Phosphates .. Danger encapsulated in ready-made foods

 

Phosphates .. Danger encapsulated in ready-made foods

Processed phosphate is added to many types of ready-made and frozen foods, and it is known that phosphate is harmful to people with kidney disease, but doctors warn even healthy people. What are the harms of phosphates in food?
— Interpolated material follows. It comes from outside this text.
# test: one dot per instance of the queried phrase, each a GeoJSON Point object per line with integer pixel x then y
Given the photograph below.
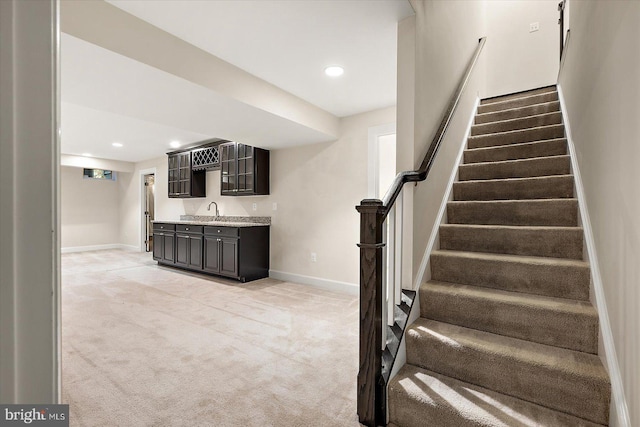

Some people are unaware of the dangers of phosphate, which is added to many types of fast food, preserved and frozen foods, such as ready-made pizza, cheese that cannot be kept in refrigerators, soft drinks, and even some baby foods. Phosphate has several uses. It helps preserve food or add flavor to it. It also helps give dairy products a better texture. It helps maintain the color of cola or prevent powdered milk from clumping.

For some time, phosphates are harmful to people with kidney disease, but a recent study warns against added phosphates, which cause high phosphate levels in the blood even in healthy people and thus increase the risk of heart disease. Dr. says. Matthias Riedel, a nutrition expert in this context: "What is striking in the new data is that phosphates absorbed by the body from nutrition can have adverse effects both on healthy people and in those most at risk of developing atherosclerosis."

And it's not about the natural phosphates found in many foodstuffs, such as meat, legumes, and nuts that the body can easily handle. The phosphorous mineral plays an essential role with calcium in bone metabolism. It helps in storing energy in cells and achieving acid-base balance, and the way the body deals with it varies according to its shape.

In foods rich in natural protein, such as dairy products, the body absorbs only half of the phosphate. The phosphates found in legumes and grains are in the form of phytic acid, which is barely absorbed by the body, so natural phosphates are harmless. Professor Martin Coleman, MD, an internist, explains: "Only sixty percent of natural phosphates are absorbed by the body, while added phosphates are rapidly absorbed almost completely.

This excess of phosphate, which remains in the blood, alters the blood vessels' inner walls, increases the risk of heart attack, and the risk of osteoporosis, which becomes brittle after the calcium dissolves in them. "We know that it accelerates the aging of the skin and muscles that we suffer from after the age of thirty, and increases the possibility of developing atherosclerosis and therefore may cause a significant increase in death rates," Riddell adds.